Normally we tend to take that other person for granted, except for a day like today or on an anniversary or maybe even a birthday. On a day like that we shower the other person with gifts and flowers and say, "I love you I love you here's a present open it do you like it good I love you too okay gotta go to work now see you later."
For a lot of couples I know, there endeth the party.
So here's a Valentine's Day gift to anyone who's reading.
Some time between now and midnight, go out and have a quiet drink by yourself. Have another, and maybe one more to really set the mood.
Now that you're feeling thoughtful, consider this:
What if your significant other died?
Or left you?
Or turned gay?
Or turned straight, depending on your inclination.
Couldn't happen?
Sure it could. It happens all the time. People lose things. They lose each other. Not much fun. Not fair. But it happens. People die. They can get tired of you. They can get bored, wander off, go crazy, get struck by lightning,win the lottery and find someone better looking. It's a crazy world, and crazy things happen.
You could be married one year and divorced the next and find yourself walking down the street at three in the morning with a "what the hell just happened" look on your face and an heavily empty feeling in your gut and a voice in your head that just won't shut up about how you shouldn't have taken her for granted and done this differently or made that work out somehow, and then you'll start drinking heavily and your friends will be keeping sharp objects away from you and won't go into any tall buildings with you and start calling you things like "Time Bomb" behind your back.
But back to the quiet little table in the corner of the bar. You've had a few, and you're thinking about what it would be like if he or she were dead and you were suddenly alone and missing the hell out of them, and suddenly you're sorry for every mean rotten spiteful petty thing you ever did and if they would only come back to life somehow then you'd make it right and treat them like a king or a queen or whatever because you sure are sorry you didn't appreciate them when they were around.
Now sober up. They're not dead. But they could be. Just like that. So on this day of the Big Red Heart, appreciate your loved one as if he or she were just involved in a near-fatal car accident in which the paramedic stopped you before you could cross the yellow police tape and said, "I'm sorry but she was dead when we got here," and your heart stops there on the spot with hers just as another paramedic comes up and says, "Sorry, no, it's actually the other driver who got killed; your girlfriend's in the ambulance.
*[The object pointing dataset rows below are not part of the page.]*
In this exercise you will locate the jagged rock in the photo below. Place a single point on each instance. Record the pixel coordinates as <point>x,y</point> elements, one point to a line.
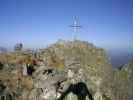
<point>65,64</point>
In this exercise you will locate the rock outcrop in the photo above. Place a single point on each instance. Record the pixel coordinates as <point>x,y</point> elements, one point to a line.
<point>59,70</point>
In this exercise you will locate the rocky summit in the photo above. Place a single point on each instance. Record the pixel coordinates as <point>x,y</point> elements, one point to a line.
<point>66,70</point>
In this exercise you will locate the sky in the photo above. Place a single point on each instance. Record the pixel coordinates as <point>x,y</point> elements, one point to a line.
<point>37,23</point>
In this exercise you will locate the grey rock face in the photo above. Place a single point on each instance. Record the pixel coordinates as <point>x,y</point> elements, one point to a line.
<point>60,68</point>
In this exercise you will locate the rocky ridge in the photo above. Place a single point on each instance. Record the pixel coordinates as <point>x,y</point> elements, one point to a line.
<point>59,66</point>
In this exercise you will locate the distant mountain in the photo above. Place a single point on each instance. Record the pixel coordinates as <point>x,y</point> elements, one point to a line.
<point>119,57</point>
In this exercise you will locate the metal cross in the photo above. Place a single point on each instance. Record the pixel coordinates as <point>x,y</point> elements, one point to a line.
<point>76,26</point>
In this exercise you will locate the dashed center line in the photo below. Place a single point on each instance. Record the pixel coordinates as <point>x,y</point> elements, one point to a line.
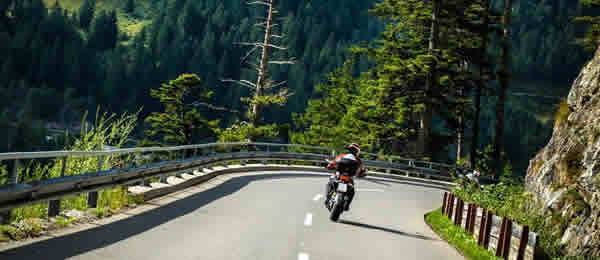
<point>373,190</point>
<point>303,256</point>
<point>308,219</point>
<point>317,197</point>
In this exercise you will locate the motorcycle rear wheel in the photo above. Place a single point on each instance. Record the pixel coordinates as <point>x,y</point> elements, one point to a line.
<point>338,208</point>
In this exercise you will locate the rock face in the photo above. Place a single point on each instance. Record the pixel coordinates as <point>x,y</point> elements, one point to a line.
<point>565,174</point>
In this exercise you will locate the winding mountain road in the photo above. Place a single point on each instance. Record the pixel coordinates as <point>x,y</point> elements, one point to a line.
<point>262,215</point>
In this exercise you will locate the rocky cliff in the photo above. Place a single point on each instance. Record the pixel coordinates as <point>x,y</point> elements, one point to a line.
<point>565,175</point>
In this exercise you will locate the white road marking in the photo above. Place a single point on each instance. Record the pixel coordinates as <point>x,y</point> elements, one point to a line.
<point>303,256</point>
<point>308,219</point>
<point>374,190</point>
<point>317,197</point>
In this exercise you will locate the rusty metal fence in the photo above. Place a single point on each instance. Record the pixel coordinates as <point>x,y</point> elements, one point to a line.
<point>500,235</point>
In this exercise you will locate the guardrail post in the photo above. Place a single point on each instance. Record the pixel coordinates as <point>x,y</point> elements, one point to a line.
<point>468,217</point>
<point>13,178</point>
<point>501,238</point>
<point>487,229</point>
<point>54,205</point>
<point>482,223</point>
<point>444,202</point>
<point>451,206</point>
<point>93,195</point>
<point>523,242</point>
<point>507,239</point>
<point>460,208</point>
<point>471,227</point>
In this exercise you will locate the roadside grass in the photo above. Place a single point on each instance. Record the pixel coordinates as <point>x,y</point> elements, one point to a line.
<point>32,220</point>
<point>456,236</point>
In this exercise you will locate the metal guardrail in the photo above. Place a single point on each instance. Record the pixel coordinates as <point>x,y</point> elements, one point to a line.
<point>149,162</point>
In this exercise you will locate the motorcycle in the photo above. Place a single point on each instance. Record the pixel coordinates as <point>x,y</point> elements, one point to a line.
<point>339,197</point>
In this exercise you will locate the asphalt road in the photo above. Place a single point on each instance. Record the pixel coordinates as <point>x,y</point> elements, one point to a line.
<point>263,216</point>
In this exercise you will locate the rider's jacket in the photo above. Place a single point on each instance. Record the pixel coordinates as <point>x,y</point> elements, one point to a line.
<point>347,164</point>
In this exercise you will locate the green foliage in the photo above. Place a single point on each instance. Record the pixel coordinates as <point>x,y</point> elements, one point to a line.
<point>108,129</point>
<point>12,232</point>
<point>180,122</point>
<point>129,6</point>
<point>562,114</point>
<point>62,222</point>
<point>86,13</point>
<point>592,35</point>
<point>511,200</point>
<point>244,132</point>
<point>101,212</point>
<point>104,32</point>
<point>456,236</point>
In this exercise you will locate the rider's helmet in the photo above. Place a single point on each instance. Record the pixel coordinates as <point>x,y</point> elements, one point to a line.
<point>354,148</point>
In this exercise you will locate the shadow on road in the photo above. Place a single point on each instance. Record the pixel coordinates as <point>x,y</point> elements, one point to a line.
<point>375,181</point>
<point>389,230</point>
<point>102,236</point>
<point>413,183</point>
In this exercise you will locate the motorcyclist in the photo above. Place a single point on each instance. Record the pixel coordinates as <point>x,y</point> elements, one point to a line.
<point>345,164</point>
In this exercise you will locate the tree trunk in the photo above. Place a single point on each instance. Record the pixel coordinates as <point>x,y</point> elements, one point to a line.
<point>480,84</point>
<point>503,76</point>
<point>263,70</point>
<point>427,113</point>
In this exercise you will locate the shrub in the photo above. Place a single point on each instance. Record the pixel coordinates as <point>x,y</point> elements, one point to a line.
<point>510,199</point>
<point>562,114</point>
<point>62,222</point>
<point>12,232</point>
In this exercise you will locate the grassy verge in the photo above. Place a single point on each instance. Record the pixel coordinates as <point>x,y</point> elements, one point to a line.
<point>456,236</point>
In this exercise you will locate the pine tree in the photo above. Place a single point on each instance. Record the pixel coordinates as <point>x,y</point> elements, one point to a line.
<point>86,13</point>
<point>129,6</point>
<point>180,122</point>
<point>503,76</point>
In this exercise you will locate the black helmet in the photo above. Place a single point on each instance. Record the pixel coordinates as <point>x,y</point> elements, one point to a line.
<point>354,148</point>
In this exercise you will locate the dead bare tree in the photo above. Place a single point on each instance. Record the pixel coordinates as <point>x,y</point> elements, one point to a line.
<point>264,91</point>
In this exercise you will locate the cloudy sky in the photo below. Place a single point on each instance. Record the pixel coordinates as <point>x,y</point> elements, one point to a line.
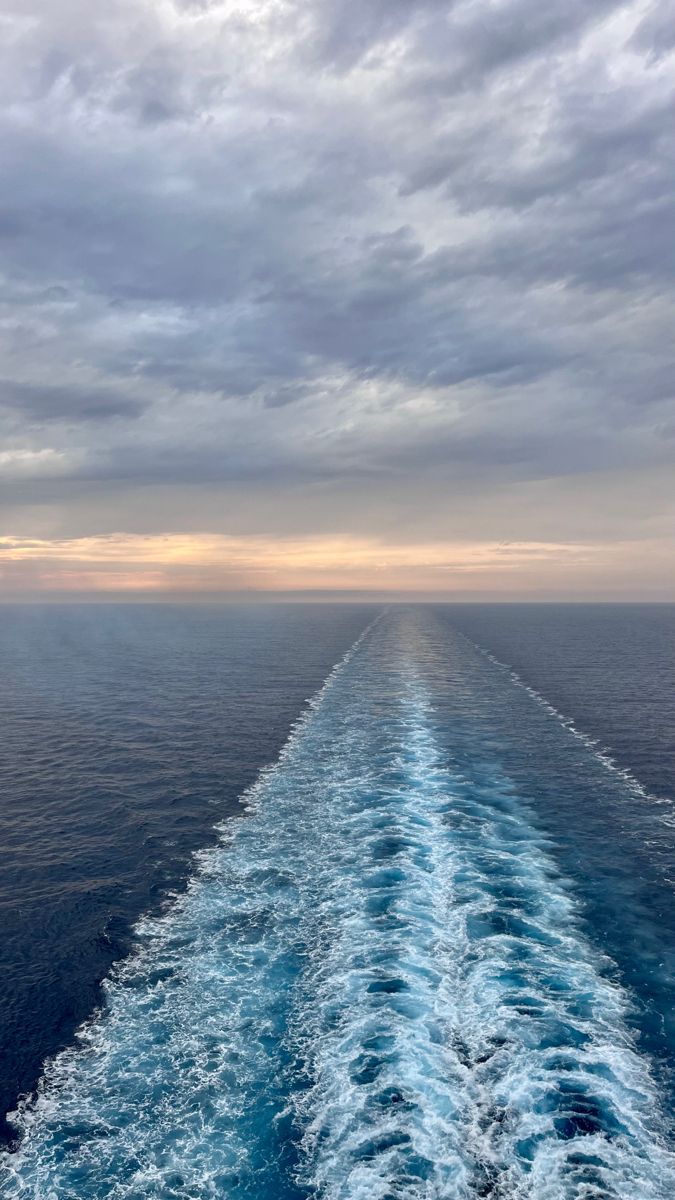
<point>338,294</point>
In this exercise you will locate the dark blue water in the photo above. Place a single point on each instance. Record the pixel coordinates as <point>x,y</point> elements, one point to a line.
<point>126,732</point>
<point>434,959</point>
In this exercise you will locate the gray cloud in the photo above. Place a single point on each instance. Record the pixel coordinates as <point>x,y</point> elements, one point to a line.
<point>333,240</point>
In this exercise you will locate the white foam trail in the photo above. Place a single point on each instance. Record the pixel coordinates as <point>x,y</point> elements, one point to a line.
<point>375,989</point>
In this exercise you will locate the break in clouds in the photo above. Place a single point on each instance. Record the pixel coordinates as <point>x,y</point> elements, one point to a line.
<point>336,265</point>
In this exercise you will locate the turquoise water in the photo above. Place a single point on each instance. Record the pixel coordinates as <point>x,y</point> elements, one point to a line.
<point>392,979</point>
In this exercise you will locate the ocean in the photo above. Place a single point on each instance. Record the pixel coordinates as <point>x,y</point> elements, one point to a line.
<point>430,954</point>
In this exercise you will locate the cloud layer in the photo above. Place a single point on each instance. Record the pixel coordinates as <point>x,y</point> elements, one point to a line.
<point>305,267</point>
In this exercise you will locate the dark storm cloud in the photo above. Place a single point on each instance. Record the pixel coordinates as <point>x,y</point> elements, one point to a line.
<point>336,240</point>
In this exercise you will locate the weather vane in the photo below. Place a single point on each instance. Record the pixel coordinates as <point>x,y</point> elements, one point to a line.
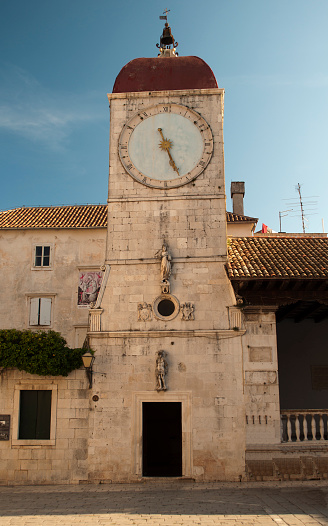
<point>166,39</point>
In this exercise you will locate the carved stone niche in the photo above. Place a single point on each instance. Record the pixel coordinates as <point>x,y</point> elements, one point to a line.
<point>144,311</point>
<point>161,371</point>
<point>187,311</point>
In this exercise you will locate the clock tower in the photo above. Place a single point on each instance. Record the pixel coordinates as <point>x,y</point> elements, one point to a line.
<point>170,389</point>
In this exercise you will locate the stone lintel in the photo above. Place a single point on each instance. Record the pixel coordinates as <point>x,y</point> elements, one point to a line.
<point>161,94</point>
<point>213,333</point>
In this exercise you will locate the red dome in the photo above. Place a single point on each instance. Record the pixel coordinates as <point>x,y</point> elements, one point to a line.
<point>164,73</point>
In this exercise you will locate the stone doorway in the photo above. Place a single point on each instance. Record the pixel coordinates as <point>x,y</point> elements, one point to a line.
<point>161,439</point>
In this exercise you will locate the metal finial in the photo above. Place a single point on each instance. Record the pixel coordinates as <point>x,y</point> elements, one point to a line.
<point>167,39</point>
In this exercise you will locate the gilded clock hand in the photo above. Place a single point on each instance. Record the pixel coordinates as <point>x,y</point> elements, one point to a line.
<point>166,145</point>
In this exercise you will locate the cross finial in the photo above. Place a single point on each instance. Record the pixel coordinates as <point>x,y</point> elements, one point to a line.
<point>164,17</point>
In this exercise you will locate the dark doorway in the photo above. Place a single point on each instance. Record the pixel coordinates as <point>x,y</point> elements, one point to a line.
<point>161,439</point>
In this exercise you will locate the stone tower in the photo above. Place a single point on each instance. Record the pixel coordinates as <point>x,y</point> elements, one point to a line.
<point>169,360</point>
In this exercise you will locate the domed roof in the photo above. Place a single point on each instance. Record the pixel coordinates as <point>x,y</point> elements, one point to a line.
<point>164,73</point>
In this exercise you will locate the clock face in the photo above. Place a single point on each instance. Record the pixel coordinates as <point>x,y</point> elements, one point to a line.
<point>166,146</point>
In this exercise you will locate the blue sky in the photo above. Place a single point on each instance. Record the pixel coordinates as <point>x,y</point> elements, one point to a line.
<point>59,59</point>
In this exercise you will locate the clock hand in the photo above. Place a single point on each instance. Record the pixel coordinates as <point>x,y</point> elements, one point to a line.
<point>166,145</point>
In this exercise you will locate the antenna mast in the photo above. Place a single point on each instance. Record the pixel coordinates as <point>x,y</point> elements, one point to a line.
<point>298,188</point>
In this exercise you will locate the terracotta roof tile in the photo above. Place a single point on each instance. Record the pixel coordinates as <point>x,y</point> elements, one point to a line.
<point>236,218</point>
<point>278,257</point>
<point>75,216</point>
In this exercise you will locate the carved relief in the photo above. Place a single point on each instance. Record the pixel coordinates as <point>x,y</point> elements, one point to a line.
<point>187,311</point>
<point>165,286</point>
<point>161,371</point>
<point>165,264</point>
<point>165,269</point>
<point>144,311</point>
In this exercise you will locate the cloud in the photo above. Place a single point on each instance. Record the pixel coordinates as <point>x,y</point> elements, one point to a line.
<point>38,114</point>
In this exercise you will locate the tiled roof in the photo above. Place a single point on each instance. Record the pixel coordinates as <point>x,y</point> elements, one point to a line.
<point>75,216</point>
<point>277,257</point>
<point>236,218</point>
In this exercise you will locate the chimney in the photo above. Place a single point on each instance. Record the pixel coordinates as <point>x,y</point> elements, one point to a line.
<point>237,194</point>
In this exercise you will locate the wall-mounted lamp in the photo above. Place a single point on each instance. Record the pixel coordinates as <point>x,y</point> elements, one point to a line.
<point>88,360</point>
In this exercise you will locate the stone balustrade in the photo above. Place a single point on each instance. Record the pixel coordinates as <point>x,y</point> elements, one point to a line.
<point>304,425</point>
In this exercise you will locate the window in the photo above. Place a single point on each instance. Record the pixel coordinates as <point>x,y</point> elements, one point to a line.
<point>42,257</point>
<point>40,311</point>
<point>35,415</point>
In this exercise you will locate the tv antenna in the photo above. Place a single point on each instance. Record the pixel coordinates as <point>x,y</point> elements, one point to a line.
<point>306,207</point>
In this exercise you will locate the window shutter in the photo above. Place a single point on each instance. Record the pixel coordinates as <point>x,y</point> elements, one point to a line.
<point>45,311</point>
<point>34,311</point>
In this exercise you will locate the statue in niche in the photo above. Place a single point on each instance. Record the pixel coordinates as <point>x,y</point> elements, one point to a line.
<point>187,311</point>
<point>165,286</point>
<point>144,311</point>
<point>165,264</point>
<point>161,370</point>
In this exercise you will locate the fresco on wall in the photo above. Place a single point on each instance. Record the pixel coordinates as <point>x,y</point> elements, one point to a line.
<point>89,285</point>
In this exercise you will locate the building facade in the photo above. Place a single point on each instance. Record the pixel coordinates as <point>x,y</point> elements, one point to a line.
<point>183,318</point>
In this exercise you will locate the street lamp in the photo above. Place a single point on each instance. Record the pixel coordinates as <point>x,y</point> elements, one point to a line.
<point>88,360</point>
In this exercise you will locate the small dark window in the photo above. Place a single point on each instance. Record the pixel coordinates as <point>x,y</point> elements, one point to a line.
<point>42,256</point>
<point>166,307</point>
<point>35,415</point>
She'll be all right. Just a couple of broken legs."
Morbid, but you get the point. On this Valentine's Day, love your special someone with everything you have, because with maniacs like Osama bin Laden, Saddam Hussein and George W. Bush, along with disasters like car accidents, hurricanes and earthquakes, it's an uncertain world, and sooner or later death is inevitable. Hopefully later, so those of you with cause can celebrate Valentine's Day today, and really mean it this time.